Good Money After Bad
At a commercial real estate conference earlier this week, Alan Greenspan downplayed concerns that the Chinese might sell their significant holdings of U.S. Treasuries. The former Fed chairman based his opinion not on the inherent investment merits of Treasuries, but rather on their lack of them. His confidence stems simply from his belief that the Chinese have no one to whom they can sell. Furthermore, Greenspan sees this as a problem for the Chinese and not the U.S.
Although the performance of U.S. Treasuries has long been regarded as poor vis-à-vis other classes of sovereign debt, its overriding virtue has always been its supposed unrivalled "liquidity." As the most heavily traded asset in the world, it is argued that massive investors like the Chinese have few other markets in which they can operate. However, if there are no significant buyers to whom the Chinese can sell, then there is no real liquidity at all. If there is no performance or liquidity, why would they continue buying?
True to form, Greenspan is completely wrong. The Chinese are not the ones who are stuck, Americans are. In order to exit their positions in U.S. Treasuries, the Chinese do not have to sell, they only need to stop buying and let their existing bonds mature. Then the U.S. government, not the Chinese, will be the ones forced to find new buyers for its debt.

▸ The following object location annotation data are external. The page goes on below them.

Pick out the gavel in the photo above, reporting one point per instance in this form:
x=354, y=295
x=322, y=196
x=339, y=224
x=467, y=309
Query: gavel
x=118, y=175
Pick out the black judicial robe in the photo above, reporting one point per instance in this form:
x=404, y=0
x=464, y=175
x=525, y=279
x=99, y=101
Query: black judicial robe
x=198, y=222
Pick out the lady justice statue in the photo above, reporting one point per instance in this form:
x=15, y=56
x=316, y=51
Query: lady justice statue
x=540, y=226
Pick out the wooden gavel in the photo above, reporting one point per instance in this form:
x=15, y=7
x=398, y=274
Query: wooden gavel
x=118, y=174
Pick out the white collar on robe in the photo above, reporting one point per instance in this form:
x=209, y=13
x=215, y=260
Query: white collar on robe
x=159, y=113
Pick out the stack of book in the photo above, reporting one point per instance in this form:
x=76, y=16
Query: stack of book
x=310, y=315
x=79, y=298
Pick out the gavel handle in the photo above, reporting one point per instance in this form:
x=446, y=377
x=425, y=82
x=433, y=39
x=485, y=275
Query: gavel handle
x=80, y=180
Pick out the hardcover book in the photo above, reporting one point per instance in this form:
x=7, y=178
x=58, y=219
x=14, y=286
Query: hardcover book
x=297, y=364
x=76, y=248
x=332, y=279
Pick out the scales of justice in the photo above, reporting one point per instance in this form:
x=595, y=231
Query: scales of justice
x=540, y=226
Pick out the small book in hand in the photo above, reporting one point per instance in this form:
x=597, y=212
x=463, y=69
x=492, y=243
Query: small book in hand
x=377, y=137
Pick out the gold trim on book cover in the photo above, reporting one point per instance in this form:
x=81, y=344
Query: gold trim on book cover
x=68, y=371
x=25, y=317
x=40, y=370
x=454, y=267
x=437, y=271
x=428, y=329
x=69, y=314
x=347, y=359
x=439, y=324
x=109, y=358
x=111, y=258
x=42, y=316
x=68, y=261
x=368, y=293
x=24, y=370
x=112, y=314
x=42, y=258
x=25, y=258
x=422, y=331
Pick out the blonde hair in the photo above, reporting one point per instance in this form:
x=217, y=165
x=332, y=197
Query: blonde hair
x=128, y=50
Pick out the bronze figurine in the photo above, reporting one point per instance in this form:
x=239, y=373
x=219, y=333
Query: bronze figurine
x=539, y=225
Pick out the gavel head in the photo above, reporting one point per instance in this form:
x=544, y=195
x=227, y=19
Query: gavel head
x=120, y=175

Most of the debt that the Chinese own is short-term. Therefore all the Chinese need to do is simply not re-purchase new Treasuries when the U.S. pays them for their existing notes. Perhaps Greenspan should rent a copy of the 1981 Kris Kristofferson movie "Rollover," where the fear that Arab countries would not rollover maturing treasuries sent gold prices soaring.
Of course, even if the Chinese decide to cash out, they will be repaid in dollars, for which they will actually have to find buyers. So while Greenspan's contention does not pertain to Treasuries themselves, it certainly does to the dollars in which they are denominated.

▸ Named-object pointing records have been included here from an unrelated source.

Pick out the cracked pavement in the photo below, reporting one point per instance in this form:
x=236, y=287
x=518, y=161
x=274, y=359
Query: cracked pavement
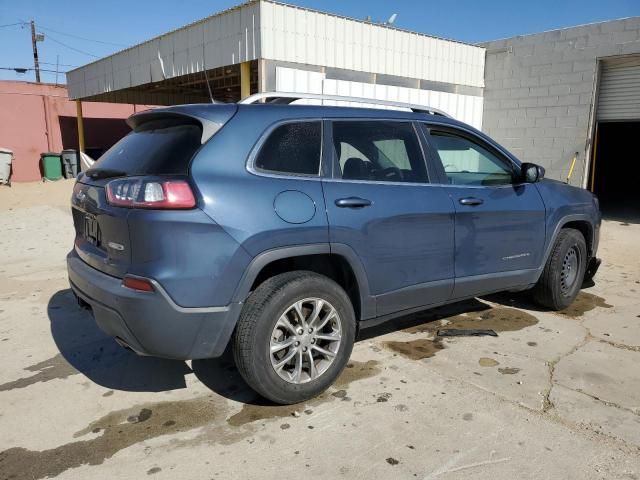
x=555, y=395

China's foreign exchange reserves are now approaching $1.3 trillion which amounts to $1,000 for every man, woman, and child in China. That figure roughly equates to 60% of China's annual per capita income. A proportional foreign exchange reserve in the U.S. would equate to approximately $20,000 per capita, or $80,000 per household. Can you imagine the political outrage in this country if such a sum was extracted though taxation merely to be left idle as foreign reserves? Could you imaging the demands arising from the rank and file on how the government should return such a sum into the domestic economy? Of course if the Chinese keep buying, which they must do in order to prevent the U.S. economy from collapsing, their foreign reserves will likely eclipse $2 trillion sometime in 2008. That would equate to about $140,000 per American household, almost enough to pay-off the average mortgage! This coming from a country, China, whose per capita income is less than $2,000 and whose government provides virtually no healthcare, education, or retirement benefits.
Greenspan may feel that the Chinese have no choice but to continue this lunacy, but to paraphrase PT Barnum: you can't fool all the Chinese all the time. To expect 1.3 billion hard-working, underpaid Chinese to indefinitely subsidize 300 million wealthy, over-consuming Americans is absurd. To paraphrase Winston Churchill: never have so few owed so much to so many. When the Chinese finally wake up the American dream will disappear. I wonder if Greenspan is loosing any sleep worrying about that!